For years, there has been a debate about the most effective strategy to achieve universal open access to scholarly publications. This has unnecessarily pitted two approaches against each other: the “gold” approach, based on open-access journals, and the “green” approach, based on open-access repositories. While there are strengths and drawbacks to each, both are critical – for the moment, at least.
The Plan S requirement for immediate open access has further fuelled the debate. In a recent article published in Times Higher Education, Springer Nature's chief publishing officer, Stephen Inchcoombe, argues that transformative agreements (TAs) are the fastest route towards full open access. Yet these agreements – which allow researchers to both access journals’ subscription content and to publish in them open access – are only available to institutions or countries with the substantial funds required to pay for them. In addition, they sometimes take years to negotiate and, because most institutions will not be able to afford TAs with all publishers, they lock researchers into publishing in specific venues.
Moreover, TAs do not transform journals to open access, but make individual articles available for a fee. While such “transformative journals” are supposedly on a path to becoming fully open access, the real direction of travel is questionable. As such, transformative agreements alone will only result in a slow and partial transition to open access, with content remaining siloed in various publisher platforms.
That underlines the case for a parallel green route. Inchcoombe claims that repository content is of lower quality and has less visibility than the publishers’ version. But the accepted manuscript (the most common version found in repositories) contains the same content as the published version. In addition, articles in repositories such as arXiv, Pubmed Central and Zenodo, as well as many institutional repositories, are both highly used and highly cited.

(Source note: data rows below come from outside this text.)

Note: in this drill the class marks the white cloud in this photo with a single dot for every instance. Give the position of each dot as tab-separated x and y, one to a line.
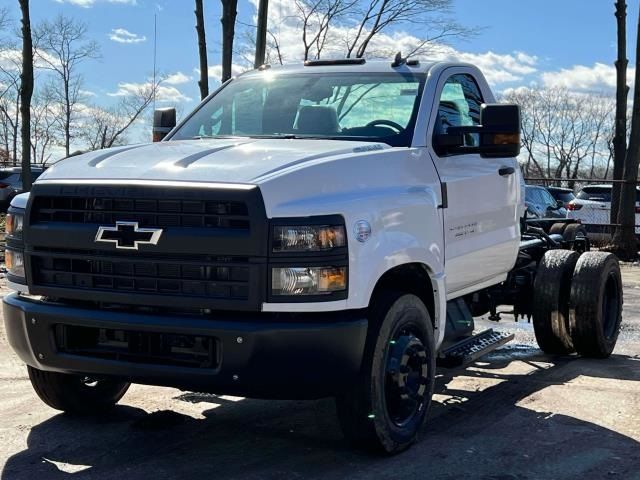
498	67
91	3
215	71
177	78
598	77
164	94
122	35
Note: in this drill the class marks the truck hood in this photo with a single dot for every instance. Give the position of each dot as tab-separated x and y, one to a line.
244	161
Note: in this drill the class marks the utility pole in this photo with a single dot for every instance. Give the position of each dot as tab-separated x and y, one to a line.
26	92
261	35
622	93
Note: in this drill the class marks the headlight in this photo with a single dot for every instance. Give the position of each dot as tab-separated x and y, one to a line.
307	238
13	225
308	280
15	263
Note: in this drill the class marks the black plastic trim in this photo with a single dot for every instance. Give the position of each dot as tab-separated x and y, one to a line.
286	356
176	243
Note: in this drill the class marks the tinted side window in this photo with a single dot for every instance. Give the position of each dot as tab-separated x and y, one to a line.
548	199
596	194
459	105
534	195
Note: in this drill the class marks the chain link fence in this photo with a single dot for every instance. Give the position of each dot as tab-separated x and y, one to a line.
592	205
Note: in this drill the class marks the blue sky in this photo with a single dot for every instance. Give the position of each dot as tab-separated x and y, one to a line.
547	42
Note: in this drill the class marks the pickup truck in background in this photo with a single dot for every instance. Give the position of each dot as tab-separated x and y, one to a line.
326	229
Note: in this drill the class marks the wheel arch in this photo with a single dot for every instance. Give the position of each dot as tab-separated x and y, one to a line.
418	279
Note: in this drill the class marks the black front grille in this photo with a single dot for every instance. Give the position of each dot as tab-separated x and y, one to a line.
213	277
160	213
211	254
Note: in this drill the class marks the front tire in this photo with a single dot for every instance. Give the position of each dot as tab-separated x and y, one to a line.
76	394
387	406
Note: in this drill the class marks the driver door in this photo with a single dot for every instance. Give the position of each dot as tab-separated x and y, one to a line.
480	214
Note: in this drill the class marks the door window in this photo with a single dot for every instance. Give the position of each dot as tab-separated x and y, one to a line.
459	106
548	199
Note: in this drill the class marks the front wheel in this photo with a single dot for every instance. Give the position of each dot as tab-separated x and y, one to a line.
387	406
76	394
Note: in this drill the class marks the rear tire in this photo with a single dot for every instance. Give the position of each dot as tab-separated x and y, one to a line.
76	394
387	406
551	292
596	304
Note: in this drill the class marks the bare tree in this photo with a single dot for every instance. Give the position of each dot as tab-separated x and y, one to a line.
564	134
10	73
10	114
203	83
377	16
26	92
316	18
622	93
106	128
43	126
624	241
228	20
62	49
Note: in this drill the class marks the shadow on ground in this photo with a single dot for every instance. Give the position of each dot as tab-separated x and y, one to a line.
487	436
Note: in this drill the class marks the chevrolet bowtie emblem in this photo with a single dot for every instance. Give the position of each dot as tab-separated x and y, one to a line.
127	235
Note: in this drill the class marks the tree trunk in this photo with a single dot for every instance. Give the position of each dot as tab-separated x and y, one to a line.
622	92
26	92
261	33
67	118
228	20
203	83
624	241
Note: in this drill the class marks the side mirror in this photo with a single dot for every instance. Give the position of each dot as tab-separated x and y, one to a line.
499	133
164	119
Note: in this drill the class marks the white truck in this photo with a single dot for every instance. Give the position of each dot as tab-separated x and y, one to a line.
327	229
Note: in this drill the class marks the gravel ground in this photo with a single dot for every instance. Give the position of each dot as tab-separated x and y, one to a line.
517	414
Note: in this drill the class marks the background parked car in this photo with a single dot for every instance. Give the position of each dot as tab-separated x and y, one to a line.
565	195
541	204
11	183
592	205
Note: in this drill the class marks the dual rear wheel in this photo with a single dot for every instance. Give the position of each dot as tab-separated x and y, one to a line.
577	303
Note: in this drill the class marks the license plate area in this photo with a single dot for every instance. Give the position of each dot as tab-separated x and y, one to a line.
151	348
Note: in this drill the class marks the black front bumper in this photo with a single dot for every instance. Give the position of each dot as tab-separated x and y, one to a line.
285	356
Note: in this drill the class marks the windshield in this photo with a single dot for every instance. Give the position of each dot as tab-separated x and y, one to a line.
371	107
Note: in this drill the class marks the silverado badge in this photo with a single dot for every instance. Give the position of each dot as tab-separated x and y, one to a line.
127	235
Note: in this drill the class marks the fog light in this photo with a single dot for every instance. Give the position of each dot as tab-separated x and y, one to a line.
308	280
14	262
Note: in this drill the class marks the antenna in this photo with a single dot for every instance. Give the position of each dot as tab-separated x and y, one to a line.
155	38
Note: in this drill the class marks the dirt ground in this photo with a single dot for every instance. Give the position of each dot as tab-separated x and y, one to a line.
518	414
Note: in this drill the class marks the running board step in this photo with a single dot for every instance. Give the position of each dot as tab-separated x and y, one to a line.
472	348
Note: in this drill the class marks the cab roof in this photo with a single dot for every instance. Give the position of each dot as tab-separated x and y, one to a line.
338	66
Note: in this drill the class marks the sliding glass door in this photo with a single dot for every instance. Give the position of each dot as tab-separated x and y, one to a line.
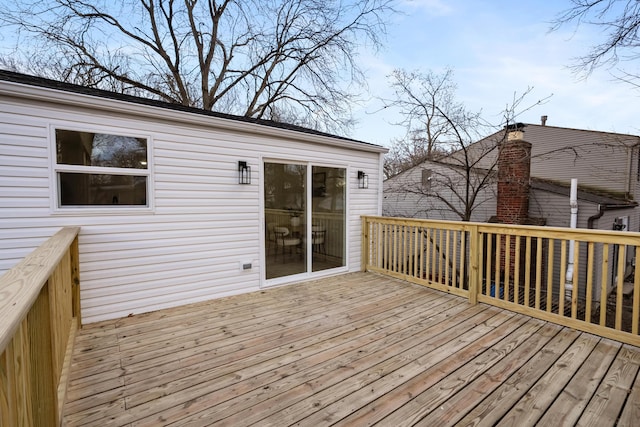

Moreover, the repository route is much more than just a parallel system. It represents an investment in public research infrastructure that will expand over time and be responsive to the evolving needs of the research community. To optimise research communication, we need to have a diversity of content widely accessible for text and data mining. And not just articles: all valuable research outputs, such as data and code, should be made available through an interoperable network of trusted repositories.
Collectively, repositories represent a highly collaborative community. They are mostly hosted by long-lived research institutions and libraries whose missions are aligned with the aims of research and scholarship. And they are well positioned to support the innovation that is long overdue in article publishing itself. By linking articles to external peer review services and overlay journals, repositories offer a low-cost and flexible alternative to traditional academic publishing.
Moving towards a new ethos in scholarly publishing is important. The commodification of research outputs has not only led to unnecessarily high prices (first to access articles, and now to publish) and increasing market consolidation, it has also contributed to a significant decline in diversity and multilingualism in the academic publishing sphere, something critical for a healthy ecosystem. As the commercial publishers sought to increase their market share, they have taken over the smaller, more niche publications (often non-English journals, based at universities or academic societies) and transformed them into the kinds of “international”, English journals that are more likely to be recognised in the databases heavily used by universities and funders for research assessment and rankings.
The existence of a free version of a paper puts pressure on the publisher to reduce prices and improve services. This, of course, is why publishers resist the green route. They have a huge financial stake in transitioning the system to a pay-to-publish model to maintain their significant profits.
Of course, we could quickly get to universal open access if we paid publishers the vast sums in open access fees they demand. But, in a system where the actual costs of publishing represent a small portion of the per article fees charged, wouldn’t this money be better spent if it were invested back into research itself?
At the end of the day, we should be less concerned about the publishing industry’s desire to maintain its huge profits and focus on optimising publishing infrastructure and scientific funding to facilitate new discoveries and solve global problems.
As with Plan S, funders, which have an interest in maximising the impact of science, should set the terms and conditions for the availability of their funded research outputs. And universities and funders should redraw their assessment measures to recognise the quality of the research contained in the article, rather than the venue in which it is published.
The service providers will just have to adapt or perish.
Kathleen Shearer is executive director of the Confederation of Open Access Repositories.